Once the awesome benefits kick in via my job - I will then seek therapy bec. I desperately need do a "piece of work" re the time period where my long-term relationship ended in 2003, leading me to then rebound to the abuse I mentioned, culminating into PTSD.

I feel stuck & unable to move forward....And this is why I am here in this site w/open, yet skeptical mind. Thanks for being here...I think....LOL. Time will tell what I think/feel about this site.

I must go now and get ready for work - will prob. check in here daily as I check my email & instant messages every day.....

Hugs to all who suffer and hugs also to all who have a good heart & kind spirit. I look forward to hopefully meeting kindred spirits.

Thanks. :)
 
Hi and welcome to the forum:) There is alot of useful information here. You might want to read the rules and take your time posting. There are alot of wonderful people here who have been there. You are not alone.
 
Thank you very much for warm welcome and kind affirmations. :)

I will now be taking my leave from this site as I have discovered 2 things:

1 = All of our posts are put on Google! Just Google your user name & see for yourself!! So much for privacy! What on Earth is the point of selecting "Members Only" for viewing your posts, etc.?!?!
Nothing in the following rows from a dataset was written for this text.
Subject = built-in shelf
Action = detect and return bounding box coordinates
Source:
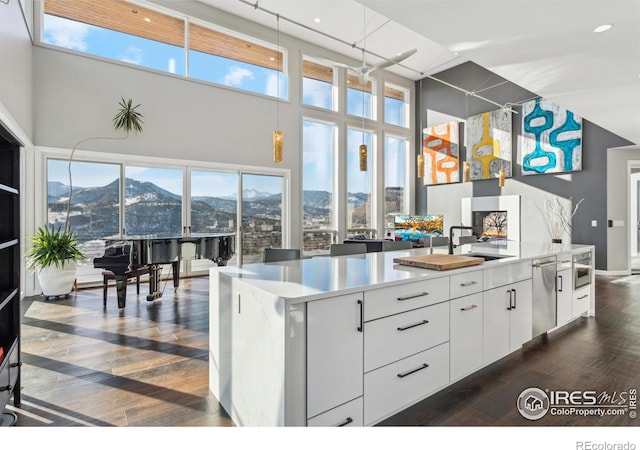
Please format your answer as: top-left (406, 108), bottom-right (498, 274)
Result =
top-left (0, 142), bottom-right (22, 418)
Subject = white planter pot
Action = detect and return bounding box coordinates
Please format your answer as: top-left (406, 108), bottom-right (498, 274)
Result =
top-left (37, 260), bottom-right (78, 297)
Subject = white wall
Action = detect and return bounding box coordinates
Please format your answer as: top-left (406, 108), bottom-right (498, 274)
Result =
top-left (0, 1), bottom-right (33, 145)
top-left (607, 145), bottom-right (640, 273)
top-left (427, 178), bottom-right (579, 243)
top-left (629, 171), bottom-right (640, 256)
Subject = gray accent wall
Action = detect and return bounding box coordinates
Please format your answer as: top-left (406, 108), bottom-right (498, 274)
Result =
top-left (415, 62), bottom-right (632, 270)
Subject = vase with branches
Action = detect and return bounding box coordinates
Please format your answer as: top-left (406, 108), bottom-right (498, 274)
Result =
top-left (543, 197), bottom-right (584, 243)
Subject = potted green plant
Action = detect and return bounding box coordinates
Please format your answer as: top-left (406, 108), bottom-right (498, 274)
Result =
top-left (27, 226), bottom-right (85, 298)
top-left (27, 98), bottom-right (143, 298)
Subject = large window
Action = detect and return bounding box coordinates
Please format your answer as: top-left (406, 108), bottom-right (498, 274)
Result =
top-left (42, 0), bottom-right (288, 99)
top-left (302, 58), bottom-right (337, 110)
top-left (302, 120), bottom-right (337, 254)
top-left (42, 0), bottom-right (186, 75)
top-left (188, 170), bottom-right (238, 272)
top-left (47, 159), bottom-right (121, 276)
top-left (124, 166), bottom-right (183, 236)
top-left (384, 135), bottom-right (409, 234)
top-left (347, 128), bottom-right (375, 232)
top-left (189, 24), bottom-right (288, 99)
top-left (241, 174), bottom-right (283, 264)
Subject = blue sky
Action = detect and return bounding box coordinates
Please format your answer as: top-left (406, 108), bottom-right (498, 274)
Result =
top-left (44, 15), bottom-right (403, 196)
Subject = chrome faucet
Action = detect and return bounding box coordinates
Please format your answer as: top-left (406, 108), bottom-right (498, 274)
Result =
top-left (449, 225), bottom-right (475, 255)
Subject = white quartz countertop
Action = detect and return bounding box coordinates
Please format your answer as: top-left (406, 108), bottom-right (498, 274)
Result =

2 = We are not allowed to delete our accounts!

Insane. :(

God bless to all - Good bye.
 
Here's the problem that you face:
  1. If it is posted on the web, anywhere, it is google-able.
  2. If it is posted on the web and later erased, there are sites that can often enable "them" to retrieve what was erased.
These are just the facts!

How do we adapt to them?
  1. Never post any real names. Not yours. Not an abusers. Not a friends. Always use alias'. Don't even use nick names that are known to others.
  2. Always post with the knowledge that once posted, it can't be erased.
  3. Never give places that can be tracked back to you...
The purpose of the cretins that pursue you onto the web is to prevent you from healing. They enjoy having people to torture. But they don't like a fair fight. Standing up in a group that supports you destroys their power.

Don't let them prevent you from healing!